The old lady paused with her scissors gaping, and looked shrewdly at Michael.

“I’m getting rather fed up with it,” Michael admitted. “It goes on for such a long time. It wasn’t so bad this term, though.”

Then he remembered that whatever pleasures had mitigated the exasperation of school last term were decidedly unscholastic, and he blushed.

“I simply loathed it for a time,” he added.

“Alan informs me he acquired his first eleven cap this term and will be in the first fifteen as Lord Treasurer or something,” Mrs. Carthew went on. “Naturally he must enjoy this shower of honours. Alan is decidedly typical of the better class of unthinking young Englishman. He is pleasant to look at—a little colt-like perhaps, but that will soon wear off. My own dear boy was very like him, and Maud’s dear husband was much the same. You, I’m afraid, think too much, Michael.”

“Oh, no, I don’t think very much,” said Michael, disclaiming philosophy, and greatly afraid that Mrs. Carthew was supposing him a prig.

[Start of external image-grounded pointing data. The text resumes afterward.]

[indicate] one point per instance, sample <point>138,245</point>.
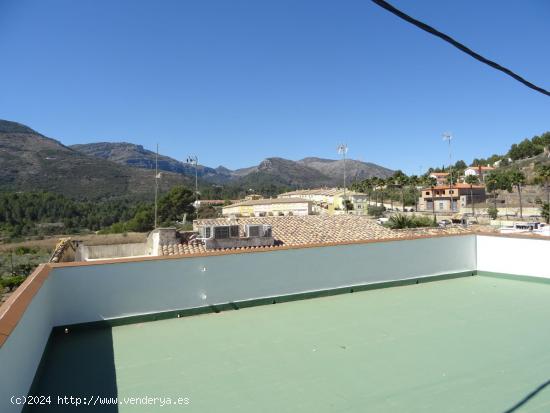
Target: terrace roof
<point>473,344</point>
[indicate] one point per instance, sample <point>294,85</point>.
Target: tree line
<point>404,188</point>
<point>46,213</point>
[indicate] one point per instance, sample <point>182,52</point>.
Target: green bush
<point>401,221</point>
<point>493,212</point>
<point>12,282</point>
<point>545,212</point>
<point>376,211</point>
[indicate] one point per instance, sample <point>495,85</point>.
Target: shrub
<point>401,221</point>
<point>545,212</point>
<point>376,211</point>
<point>12,282</point>
<point>493,212</point>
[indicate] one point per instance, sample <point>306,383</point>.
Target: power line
<point>458,45</point>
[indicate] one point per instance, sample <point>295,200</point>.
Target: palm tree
<point>543,176</point>
<point>378,187</point>
<point>389,181</point>
<point>452,179</point>
<point>401,180</point>
<point>432,183</point>
<point>414,181</point>
<point>472,180</point>
<point>517,179</point>
<point>492,184</point>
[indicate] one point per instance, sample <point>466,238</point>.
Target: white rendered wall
<point>518,256</point>
<point>21,353</point>
<point>97,292</point>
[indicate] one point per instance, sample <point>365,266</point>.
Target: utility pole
<point>157,177</point>
<point>194,160</point>
<point>448,137</point>
<point>343,150</point>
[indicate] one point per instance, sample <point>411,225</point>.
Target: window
<point>254,231</point>
<point>221,232</point>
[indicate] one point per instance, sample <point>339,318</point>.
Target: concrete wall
<point>518,256</point>
<point>90,252</point>
<point>91,293</point>
<point>95,292</point>
<point>21,353</point>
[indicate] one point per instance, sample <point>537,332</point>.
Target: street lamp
<point>447,136</point>
<point>194,160</point>
<point>343,150</point>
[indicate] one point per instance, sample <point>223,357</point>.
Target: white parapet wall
<point>94,292</point>
<point>99,292</point>
<point>515,256</point>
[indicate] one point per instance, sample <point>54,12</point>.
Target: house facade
<point>269,207</point>
<point>480,171</point>
<point>330,200</point>
<point>444,198</point>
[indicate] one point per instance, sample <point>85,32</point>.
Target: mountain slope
<point>271,172</point>
<point>32,162</point>
<point>355,170</point>
<point>130,154</point>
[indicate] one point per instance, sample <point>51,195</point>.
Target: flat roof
<point>269,201</point>
<point>472,344</point>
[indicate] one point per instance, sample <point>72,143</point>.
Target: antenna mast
<point>156,184</point>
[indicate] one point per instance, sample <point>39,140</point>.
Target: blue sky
<point>238,81</point>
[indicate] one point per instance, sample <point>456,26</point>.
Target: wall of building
<point>519,256</point>
<point>21,353</point>
<point>91,293</point>
<point>90,252</point>
<point>76,294</point>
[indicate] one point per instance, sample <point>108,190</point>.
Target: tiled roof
<point>319,191</point>
<point>310,229</point>
<point>483,168</point>
<point>270,201</point>
<point>458,185</point>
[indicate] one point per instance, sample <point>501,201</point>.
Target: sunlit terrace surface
<point>428,324</point>
<point>470,344</point>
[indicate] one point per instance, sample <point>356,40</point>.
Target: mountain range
<point>305,172</point>
<point>32,161</point>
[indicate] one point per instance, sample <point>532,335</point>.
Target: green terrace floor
<point>472,344</point>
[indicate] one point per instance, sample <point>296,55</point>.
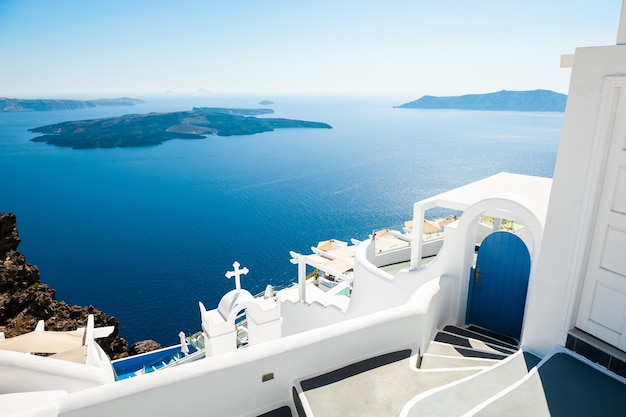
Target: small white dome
<point>230,300</point>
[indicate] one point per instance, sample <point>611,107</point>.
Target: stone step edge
<point>406,410</point>
<point>480,336</point>
<point>464,348</point>
<point>507,349</point>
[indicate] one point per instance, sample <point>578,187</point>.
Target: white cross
<point>237,273</point>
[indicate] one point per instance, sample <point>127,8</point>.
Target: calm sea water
<point>146,233</point>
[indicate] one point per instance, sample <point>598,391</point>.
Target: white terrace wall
<point>231,384</point>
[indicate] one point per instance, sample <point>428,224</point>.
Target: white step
<point>459,397</point>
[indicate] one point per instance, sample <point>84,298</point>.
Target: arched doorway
<point>498,284</point>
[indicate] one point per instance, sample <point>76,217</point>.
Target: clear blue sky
<point>412,47</point>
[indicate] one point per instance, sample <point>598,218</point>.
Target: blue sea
<point>145,233</point>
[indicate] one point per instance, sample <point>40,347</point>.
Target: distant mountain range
<point>155,128</point>
<point>536,100</point>
<point>20,104</point>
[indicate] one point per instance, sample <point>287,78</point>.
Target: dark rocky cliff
<point>24,299</point>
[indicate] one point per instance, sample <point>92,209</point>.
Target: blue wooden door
<point>498,284</point>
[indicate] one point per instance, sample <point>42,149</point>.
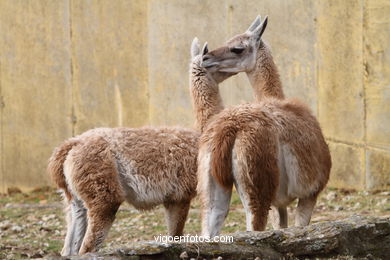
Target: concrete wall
<point>67,66</point>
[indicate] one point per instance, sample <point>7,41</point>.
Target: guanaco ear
<point>195,47</point>
<point>254,24</point>
<point>205,49</point>
<point>258,32</point>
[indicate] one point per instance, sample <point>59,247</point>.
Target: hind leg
<point>256,208</point>
<point>100,220</point>
<point>215,207</point>
<point>305,210</point>
<point>279,217</point>
<point>176,215</point>
<point>215,199</point>
<point>66,250</point>
<point>77,223</point>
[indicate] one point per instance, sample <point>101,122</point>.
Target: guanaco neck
<point>264,77</point>
<point>206,99</point>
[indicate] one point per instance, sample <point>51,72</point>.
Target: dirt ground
<point>32,224</point>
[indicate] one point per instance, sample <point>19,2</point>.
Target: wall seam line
<point>2,174</point>
<point>72,98</point>
<point>364,65</point>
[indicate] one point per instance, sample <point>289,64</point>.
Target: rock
<point>352,237</point>
<point>183,255</point>
<point>13,190</point>
<point>16,229</point>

“You needn’t be ashamed of thinking,” she said. “After all, the amount you think now won’t seriously disorganize the world. But you seem to me old for your age, much older than Alan for instance, and though your conversation with me at any rate is not mature, nevertheless you convey somehow an impression of maturity that I cannot quite account for.”

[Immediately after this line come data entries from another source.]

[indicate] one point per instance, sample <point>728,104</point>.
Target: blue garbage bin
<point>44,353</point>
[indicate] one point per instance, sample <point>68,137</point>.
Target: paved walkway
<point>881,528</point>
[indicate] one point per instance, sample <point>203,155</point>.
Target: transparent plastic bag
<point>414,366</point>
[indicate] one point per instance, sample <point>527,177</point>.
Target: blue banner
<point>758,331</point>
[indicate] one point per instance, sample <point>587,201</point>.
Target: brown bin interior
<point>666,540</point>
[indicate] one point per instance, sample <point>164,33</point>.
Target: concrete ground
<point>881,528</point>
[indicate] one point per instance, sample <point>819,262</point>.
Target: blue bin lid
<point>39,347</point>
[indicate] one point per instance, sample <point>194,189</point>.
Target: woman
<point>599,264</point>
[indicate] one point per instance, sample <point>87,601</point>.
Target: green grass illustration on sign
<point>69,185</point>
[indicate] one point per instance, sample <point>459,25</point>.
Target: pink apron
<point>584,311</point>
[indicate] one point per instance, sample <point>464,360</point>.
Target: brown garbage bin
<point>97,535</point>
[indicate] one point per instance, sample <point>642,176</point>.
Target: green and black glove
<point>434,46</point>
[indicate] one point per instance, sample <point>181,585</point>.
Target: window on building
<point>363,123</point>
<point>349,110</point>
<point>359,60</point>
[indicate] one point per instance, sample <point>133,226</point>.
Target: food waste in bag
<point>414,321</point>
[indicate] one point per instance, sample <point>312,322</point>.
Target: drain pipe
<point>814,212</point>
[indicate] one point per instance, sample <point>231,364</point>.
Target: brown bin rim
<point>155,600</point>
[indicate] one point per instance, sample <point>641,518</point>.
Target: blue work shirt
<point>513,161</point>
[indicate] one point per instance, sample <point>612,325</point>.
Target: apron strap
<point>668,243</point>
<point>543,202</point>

Michael could not understand why, when for the first time he was confronted with somebody who gave his precocity its due, he was unable to discuss it eagerly and voluminously, why he should half resent being considered older than Alan.

“Don’t look so cross with me,” Mrs. Carthew commanded. “I am an old woman, and I have a perfect right to say what I please to you. Besides, you and I have had many conversations, and I take a great interest in you. What are you going to be?”

“Well, that’s what I can’t find out,” said Michael desperately. “I know what I’m not going to be, and that’s all.”